Anne is not complaining and does not feel sorry for herself. But she is trying to get her head above the stigma of living on a benefit, when she would rather be working.
Since 1995, Anne owned her home and car; she has two careers behind her and felt good about where she was in life.
A man she briefly met in the'80s re-entered her life, charmed her, lied about his past, then systematically took over her life through psychological, physical and sexual abuse.
"He wore me down and denies the abuse," Anne says, adding when he lived with her, and following their marriage, she has "never known a life like it".
She is now $50,000 in debt and while he was living with her, she had to withdraw her KiwiSaver to buy food and pay bills.
In December 2012, he crashed a work vehicle while driving drunk, so Anne had to swap her car, then borrow money to pay for lawyer's fees and repair the vehicle.
The couple worked for the same company and, because of her husband's actions and behaviour, they had to leave.
"We had no money for three weeks over Christmas and a mortgage holiday I was on, came off. We got nothing from Work and Income," she says.
In February, Anne had her husband arrested because he once again threatened he would "knock her head off her shoulders and kill her".
She was left without money, had no income and her husband immediately stopped the car payments.

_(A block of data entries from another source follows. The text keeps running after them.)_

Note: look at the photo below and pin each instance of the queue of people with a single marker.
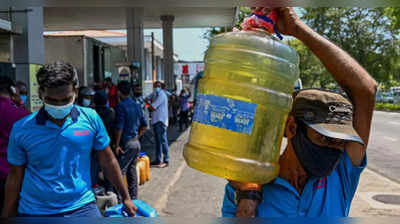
(76, 135)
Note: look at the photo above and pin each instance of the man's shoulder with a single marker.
(25, 121)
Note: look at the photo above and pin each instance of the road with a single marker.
(383, 148)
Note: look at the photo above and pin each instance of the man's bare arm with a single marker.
(353, 78)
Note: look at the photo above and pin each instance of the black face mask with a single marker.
(317, 160)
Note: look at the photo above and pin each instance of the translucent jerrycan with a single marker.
(141, 166)
(143, 156)
(241, 107)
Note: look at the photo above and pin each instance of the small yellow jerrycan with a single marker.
(241, 107)
(143, 165)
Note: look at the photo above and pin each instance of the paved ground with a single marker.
(180, 191)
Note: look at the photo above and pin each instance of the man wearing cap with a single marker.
(327, 139)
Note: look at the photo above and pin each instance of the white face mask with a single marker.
(59, 112)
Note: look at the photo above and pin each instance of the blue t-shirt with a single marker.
(130, 118)
(326, 196)
(57, 160)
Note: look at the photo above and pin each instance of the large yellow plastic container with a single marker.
(242, 105)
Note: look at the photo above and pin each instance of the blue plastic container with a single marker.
(144, 210)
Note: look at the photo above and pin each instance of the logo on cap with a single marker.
(309, 116)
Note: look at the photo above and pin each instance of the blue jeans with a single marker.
(160, 135)
(88, 210)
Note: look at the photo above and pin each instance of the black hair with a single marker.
(100, 98)
(124, 87)
(56, 75)
(20, 84)
(7, 85)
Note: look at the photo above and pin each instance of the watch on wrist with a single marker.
(248, 194)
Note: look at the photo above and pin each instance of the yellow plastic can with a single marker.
(242, 105)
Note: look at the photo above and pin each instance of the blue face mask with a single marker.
(59, 112)
(23, 99)
(86, 102)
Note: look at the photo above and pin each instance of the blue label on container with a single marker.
(225, 113)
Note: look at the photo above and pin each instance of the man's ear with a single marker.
(291, 127)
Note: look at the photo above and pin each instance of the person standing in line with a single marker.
(184, 109)
(158, 105)
(111, 90)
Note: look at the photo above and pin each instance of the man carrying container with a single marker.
(327, 140)
(49, 152)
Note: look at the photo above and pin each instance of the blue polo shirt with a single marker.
(130, 118)
(57, 160)
(326, 196)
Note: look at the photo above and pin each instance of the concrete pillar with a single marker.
(135, 38)
(29, 50)
(167, 25)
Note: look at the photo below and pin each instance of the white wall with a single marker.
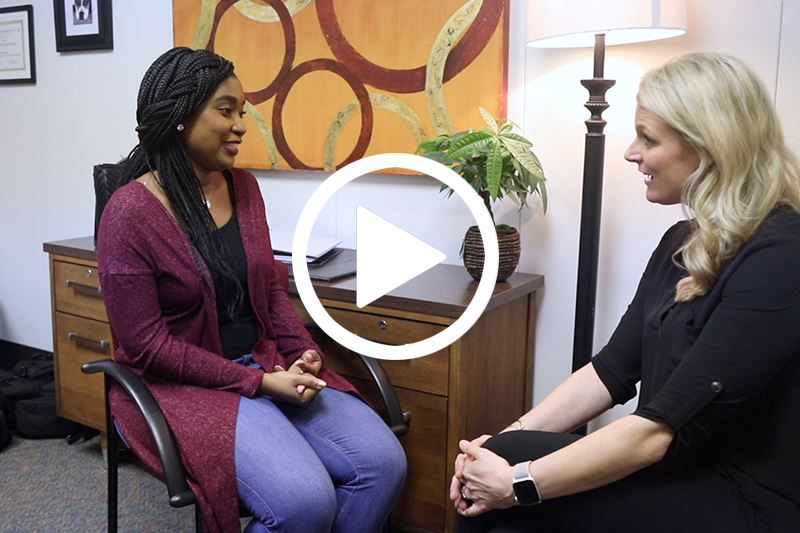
(81, 112)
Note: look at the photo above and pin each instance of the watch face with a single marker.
(526, 492)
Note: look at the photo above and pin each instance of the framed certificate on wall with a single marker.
(17, 58)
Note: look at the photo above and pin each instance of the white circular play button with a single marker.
(387, 256)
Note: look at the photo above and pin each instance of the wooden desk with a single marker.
(477, 385)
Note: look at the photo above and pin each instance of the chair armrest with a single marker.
(180, 495)
(398, 420)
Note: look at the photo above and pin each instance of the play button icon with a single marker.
(387, 256)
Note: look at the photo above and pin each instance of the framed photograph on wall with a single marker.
(17, 58)
(83, 25)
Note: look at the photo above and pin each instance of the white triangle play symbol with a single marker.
(387, 257)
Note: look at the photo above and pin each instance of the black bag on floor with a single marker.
(5, 432)
(14, 388)
(36, 418)
(38, 367)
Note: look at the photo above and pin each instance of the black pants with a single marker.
(666, 497)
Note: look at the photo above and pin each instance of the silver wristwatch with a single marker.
(526, 492)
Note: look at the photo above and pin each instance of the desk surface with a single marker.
(444, 290)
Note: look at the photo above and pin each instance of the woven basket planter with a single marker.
(507, 238)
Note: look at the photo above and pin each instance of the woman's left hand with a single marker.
(483, 477)
(308, 363)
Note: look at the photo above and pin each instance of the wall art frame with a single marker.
(17, 54)
(83, 25)
(328, 82)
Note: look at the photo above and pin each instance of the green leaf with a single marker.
(469, 145)
(526, 158)
(494, 171)
(518, 138)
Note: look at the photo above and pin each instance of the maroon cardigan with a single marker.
(161, 306)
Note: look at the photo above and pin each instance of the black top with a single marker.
(238, 335)
(723, 370)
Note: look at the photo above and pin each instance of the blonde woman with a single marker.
(712, 337)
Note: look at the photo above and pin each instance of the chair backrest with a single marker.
(106, 180)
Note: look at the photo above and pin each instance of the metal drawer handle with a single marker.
(83, 287)
(85, 340)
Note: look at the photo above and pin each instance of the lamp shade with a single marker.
(574, 23)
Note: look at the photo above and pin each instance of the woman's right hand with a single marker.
(293, 387)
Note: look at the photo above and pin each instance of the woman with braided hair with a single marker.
(712, 339)
(197, 310)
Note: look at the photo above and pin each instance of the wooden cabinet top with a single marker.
(444, 290)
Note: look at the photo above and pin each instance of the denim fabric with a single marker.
(333, 466)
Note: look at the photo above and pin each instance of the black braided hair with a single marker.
(174, 86)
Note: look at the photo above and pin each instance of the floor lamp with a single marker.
(583, 23)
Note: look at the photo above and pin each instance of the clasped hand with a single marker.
(298, 384)
(483, 480)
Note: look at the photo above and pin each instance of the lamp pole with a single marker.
(588, 253)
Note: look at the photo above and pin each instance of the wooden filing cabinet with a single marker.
(477, 385)
(80, 330)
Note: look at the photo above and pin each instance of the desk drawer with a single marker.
(424, 374)
(77, 290)
(80, 397)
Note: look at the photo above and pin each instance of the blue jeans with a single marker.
(332, 466)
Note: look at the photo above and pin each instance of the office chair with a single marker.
(180, 495)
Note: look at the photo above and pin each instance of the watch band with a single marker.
(518, 425)
(526, 492)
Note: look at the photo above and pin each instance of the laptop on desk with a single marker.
(341, 265)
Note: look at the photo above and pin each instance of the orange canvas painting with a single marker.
(331, 81)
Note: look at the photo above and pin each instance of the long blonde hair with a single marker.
(721, 109)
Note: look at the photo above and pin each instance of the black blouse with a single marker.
(723, 370)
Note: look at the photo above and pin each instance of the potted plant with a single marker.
(496, 162)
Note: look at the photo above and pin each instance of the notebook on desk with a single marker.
(342, 265)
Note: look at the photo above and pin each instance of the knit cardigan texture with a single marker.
(159, 295)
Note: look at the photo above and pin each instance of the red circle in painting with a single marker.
(358, 88)
(406, 81)
(290, 46)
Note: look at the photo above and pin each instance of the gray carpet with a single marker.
(51, 486)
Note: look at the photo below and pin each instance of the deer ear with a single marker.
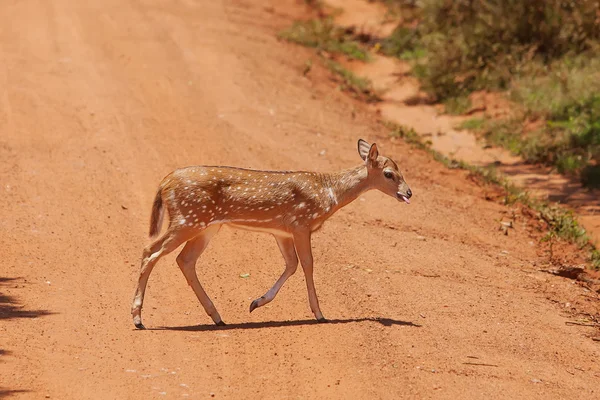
(373, 154)
(363, 149)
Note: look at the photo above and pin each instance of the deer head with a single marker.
(383, 172)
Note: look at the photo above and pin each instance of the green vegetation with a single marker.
(473, 124)
(544, 53)
(561, 223)
(352, 83)
(323, 35)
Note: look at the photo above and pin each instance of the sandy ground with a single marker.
(403, 103)
(100, 99)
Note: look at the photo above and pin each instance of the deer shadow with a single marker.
(10, 308)
(279, 324)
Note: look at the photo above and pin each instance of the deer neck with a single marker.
(345, 186)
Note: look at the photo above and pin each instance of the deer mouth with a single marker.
(403, 197)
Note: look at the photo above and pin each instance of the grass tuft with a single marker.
(561, 223)
(323, 35)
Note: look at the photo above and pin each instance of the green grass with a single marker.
(544, 53)
(457, 105)
(323, 35)
(561, 223)
(350, 82)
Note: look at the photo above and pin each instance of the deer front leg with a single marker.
(303, 248)
(286, 246)
(187, 263)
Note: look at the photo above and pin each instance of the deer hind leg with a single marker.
(286, 246)
(172, 239)
(303, 248)
(187, 263)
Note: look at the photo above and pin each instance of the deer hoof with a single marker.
(254, 305)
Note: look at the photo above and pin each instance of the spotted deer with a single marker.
(288, 205)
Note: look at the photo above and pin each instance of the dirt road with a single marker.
(100, 99)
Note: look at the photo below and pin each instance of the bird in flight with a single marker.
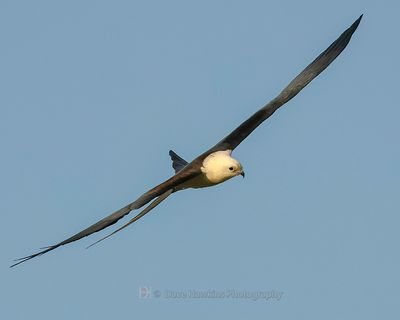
(216, 165)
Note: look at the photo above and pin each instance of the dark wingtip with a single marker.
(356, 23)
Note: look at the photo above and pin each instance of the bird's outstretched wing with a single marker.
(295, 86)
(161, 191)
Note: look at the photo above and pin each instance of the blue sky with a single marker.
(95, 93)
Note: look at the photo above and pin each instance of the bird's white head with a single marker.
(220, 166)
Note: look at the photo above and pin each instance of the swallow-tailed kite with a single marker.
(216, 164)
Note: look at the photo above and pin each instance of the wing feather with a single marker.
(295, 86)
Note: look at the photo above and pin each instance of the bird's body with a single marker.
(216, 165)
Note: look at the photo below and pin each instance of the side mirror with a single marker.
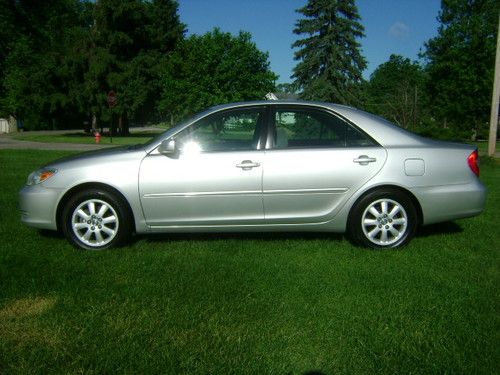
(167, 147)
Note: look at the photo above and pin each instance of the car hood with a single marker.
(93, 157)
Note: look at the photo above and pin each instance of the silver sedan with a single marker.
(260, 166)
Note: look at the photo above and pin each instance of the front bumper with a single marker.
(38, 206)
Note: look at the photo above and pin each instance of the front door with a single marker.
(214, 179)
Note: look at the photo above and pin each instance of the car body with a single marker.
(261, 166)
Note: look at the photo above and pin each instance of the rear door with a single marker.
(314, 162)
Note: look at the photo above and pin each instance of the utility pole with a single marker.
(492, 142)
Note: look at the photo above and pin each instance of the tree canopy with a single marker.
(396, 91)
(330, 63)
(460, 63)
(60, 59)
(214, 68)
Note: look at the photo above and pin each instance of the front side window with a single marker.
(234, 130)
(310, 128)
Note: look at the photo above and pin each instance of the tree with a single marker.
(60, 58)
(396, 91)
(128, 45)
(211, 69)
(460, 62)
(35, 70)
(330, 62)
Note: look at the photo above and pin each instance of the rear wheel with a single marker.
(96, 219)
(383, 219)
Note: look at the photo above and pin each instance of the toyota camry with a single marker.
(260, 166)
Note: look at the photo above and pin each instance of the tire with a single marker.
(383, 219)
(96, 219)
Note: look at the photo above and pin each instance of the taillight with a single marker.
(473, 161)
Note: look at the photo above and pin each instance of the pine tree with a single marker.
(460, 63)
(330, 62)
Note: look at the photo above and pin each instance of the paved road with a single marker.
(6, 142)
(9, 143)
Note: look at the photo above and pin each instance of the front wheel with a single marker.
(96, 219)
(383, 219)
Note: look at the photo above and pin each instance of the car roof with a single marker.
(383, 131)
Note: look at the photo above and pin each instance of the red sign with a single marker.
(112, 99)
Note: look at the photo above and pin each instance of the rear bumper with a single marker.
(450, 202)
(38, 206)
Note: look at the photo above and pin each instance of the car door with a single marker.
(214, 177)
(315, 161)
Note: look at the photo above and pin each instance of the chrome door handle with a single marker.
(364, 160)
(247, 165)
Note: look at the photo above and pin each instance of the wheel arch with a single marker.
(408, 193)
(86, 186)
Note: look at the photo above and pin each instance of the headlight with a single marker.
(40, 176)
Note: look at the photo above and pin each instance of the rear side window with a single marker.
(311, 128)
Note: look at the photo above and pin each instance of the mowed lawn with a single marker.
(248, 304)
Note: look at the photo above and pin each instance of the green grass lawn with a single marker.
(255, 304)
(81, 137)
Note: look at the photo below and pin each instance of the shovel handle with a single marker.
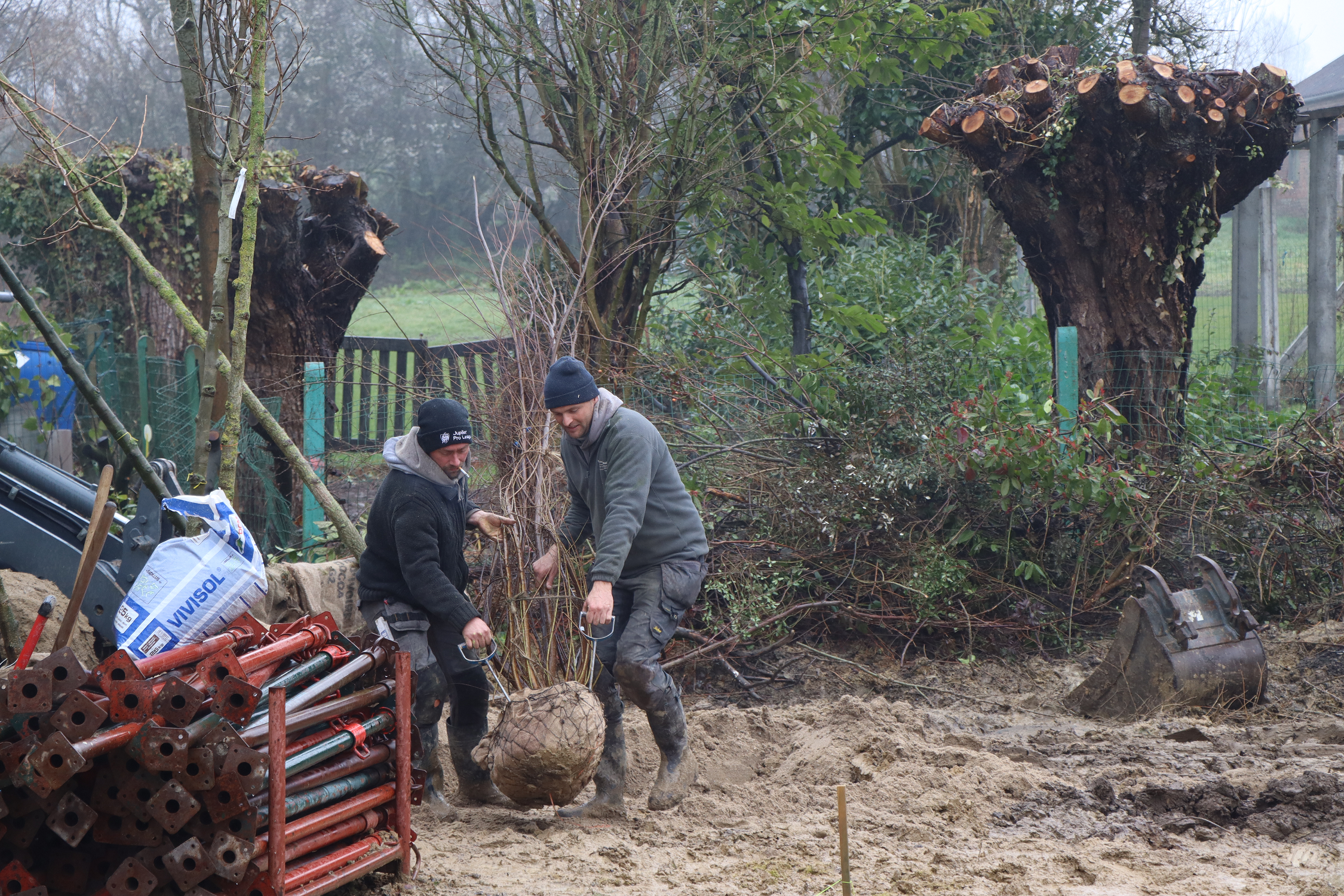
(93, 547)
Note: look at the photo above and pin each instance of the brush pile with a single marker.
(154, 775)
(546, 746)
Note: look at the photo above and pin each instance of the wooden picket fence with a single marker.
(378, 383)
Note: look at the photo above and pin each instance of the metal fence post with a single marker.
(1321, 268)
(1269, 299)
(143, 375)
(1246, 238)
(1066, 378)
(315, 426)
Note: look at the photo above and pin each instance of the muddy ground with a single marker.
(960, 778)
(975, 782)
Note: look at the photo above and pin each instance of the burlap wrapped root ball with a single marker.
(546, 746)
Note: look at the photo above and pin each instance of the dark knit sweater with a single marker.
(415, 550)
(630, 498)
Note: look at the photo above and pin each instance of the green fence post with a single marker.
(1066, 378)
(143, 374)
(315, 425)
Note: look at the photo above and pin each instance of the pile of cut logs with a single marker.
(146, 777)
(1012, 100)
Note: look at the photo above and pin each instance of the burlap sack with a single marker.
(308, 589)
(546, 746)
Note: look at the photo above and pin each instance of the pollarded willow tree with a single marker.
(648, 113)
(1113, 180)
(617, 101)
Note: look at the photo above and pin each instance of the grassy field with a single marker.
(448, 314)
(440, 312)
(1214, 316)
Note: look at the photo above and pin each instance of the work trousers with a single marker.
(443, 673)
(646, 610)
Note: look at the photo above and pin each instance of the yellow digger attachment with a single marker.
(1194, 648)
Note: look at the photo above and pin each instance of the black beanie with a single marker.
(443, 422)
(569, 383)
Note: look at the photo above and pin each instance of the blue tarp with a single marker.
(38, 363)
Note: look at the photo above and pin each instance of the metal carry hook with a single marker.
(486, 661)
(594, 640)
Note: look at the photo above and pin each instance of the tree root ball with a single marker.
(546, 746)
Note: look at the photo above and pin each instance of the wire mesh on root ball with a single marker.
(546, 746)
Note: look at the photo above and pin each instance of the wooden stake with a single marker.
(846, 887)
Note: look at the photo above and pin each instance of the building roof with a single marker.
(1323, 93)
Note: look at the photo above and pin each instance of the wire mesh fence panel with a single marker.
(264, 508)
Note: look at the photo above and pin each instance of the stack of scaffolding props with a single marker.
(257, 762)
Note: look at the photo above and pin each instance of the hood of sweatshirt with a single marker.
(404, 453)
(606, 407)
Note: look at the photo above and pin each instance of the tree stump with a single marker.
(1113, 180)
(319, 244)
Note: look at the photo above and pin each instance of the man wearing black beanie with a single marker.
(413, 576)
(649, 550)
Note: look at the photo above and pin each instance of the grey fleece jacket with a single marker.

Further stress was placed on her when she had a two-week stand-down before she could get a domestic purposes benefit.
She ekes out a meagre living from the benefit, and once costs have been taken out she is left with $80 a fortnight to live on; to feed herself and her children, the dog and the cat.
The dog was bought as a puppy when she was working, and the cat was a stray.
The dog needs to be spayed for its health, yet her husband would not allow her to spend the money for the $270 veterinary fee.
Anne said the nightmare started in 2011 when the man she eventually married called her "out of the blue" and offered to take her out to dinner, where he drank only orange juice.
"I thought this was great, someone who does not drink."
She said he wanted to help financially, but the mother-of-one declined and said she was okay because she was working.
He moved in to live with her, and turned up without any belongings.
"There were more lies about why he had nothing, everything had been stolen, he said."
Just before they married, he grabbed her face and gave her a fat lip. But Anne was now in his grip and too afraid to back out.
The couple married and have a child together. Last winter he threatened to kill her, and drive a truck into the house while the children were inside, to kill them. The abuse continued until she snapped and had him arrested in February.
He is on a good behaviour bond for a year.
Anne has no self-pity for her situation, but what she does not like is that she has to go to Work and Income and beg for anything extra.
"I am grateful for what I get, but it is hard enough as it is without being treated like scourge of the Earth."
But the irony was, when Anne, who has a protection order against her ex-husband, went to the Wanganui Work and Income office, where she was served by staff wearing T-shirts promoting the "domestic violence, It's not OK"; and then they asked her when she was going to go back to work.
Another time she went to Work and Income to get help to have one of her major appliances fixed, but she first had to go to a mortgage broker to get a breakdown of her assets to show she did not have the income.
It's not as though it's a grant, she says, because a weekly amount is taken out of her benefit for the advance.
"I am over it, I am so frustrated at the whole thing. The situation takes everything away from you."
She said she would love to work 20 hours a week because she is receiving counselling for the abuse she suffered and she wants to continue with that.
Her pre-schooler will be looked after by her parents.
And despite her struggles, Anne counts her blessings.
"I feel peaceful now, there is a calm in the house."